AMERICAN PRISONERS OF THE REVOLUTION

Download AMERICAN PRISONERS OF THE REVOLUTION PDF Online Free

Author :
Publisher :
ISBN 13 : 9781033370209
Total Pages : 0 pages
Book Rating : 4.3/5 (72 download)

DOWNLOAD NOW!


Book Synopsis AMERICAN PRISONERS OF THE REVOLUTION by : DANSKE. DANDRIDGE

Download or read book AMERICAN PRISONERS OF THE REVOLUTION written by DANSKE. DANDRIDGE and published by . This book was released on 2019 with total page 0 pages. Available in PDF, EPUB and Kindle. Book excerpt:

Military Captives in the United States

Download Military Captives in the United States PDF Online Free

Author :
Publisher : McFarland
ISBN 13 : 9781476695501
Total Pages : 0 pages
Book Rating : 4.6/5 (955 download)

DOWNLOAD NOW!


Book Synopsis Military Captives in the United States by : Craig A. Munsart

Download or read book Military Captives in the United States written by Craig A. Munsart and published by McFarland.

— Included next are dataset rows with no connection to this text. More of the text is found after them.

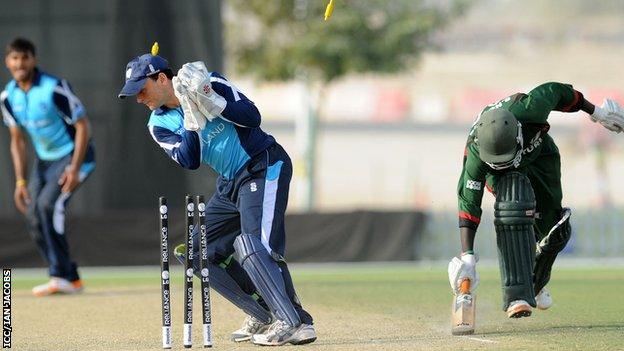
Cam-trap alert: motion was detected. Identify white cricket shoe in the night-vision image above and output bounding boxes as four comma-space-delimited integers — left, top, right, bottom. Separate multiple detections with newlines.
32, 277, 84, 297
251, 320, 316, 346
535, 288, 553, 310
230, 316, 271, 342
507, 300, 532, 318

This book was released on 2025-05-30 with total page 0 pages. Available in PDF, EPUB and Kindle. Book excerpt: Since the beginning of the Revolutionary War, the United States has actively pursued military operations both domestic and foreign. Prisoners of war represent a natural consequence of such actions, and throughout history, many of them have been incarcerated within the borders of the United States. Incorporating both existing and purpose-built prisoner facilities, the nation has held over one million prisoners, many transported here from across the globe. Detention facilities existed in almost every state, from large population centers to remote rural areas. Many such facilities have been preserved, while others have been destroyed by the country's expanding population. Exhaustively researched and thoroughly illustrated, this book seeks to fill a void, examining the history of domestically imprisoned POWs from the Revolutionary War through World War II. In addition to foreign nationals from Asia, Europe and Latin America, even American citizens associated with foreign combatants have had their rights abrogated, as they too were imprisoned without legal recourse. This book presents a history that has long been ignored, and one which has a legacy in many Americans' own backyard.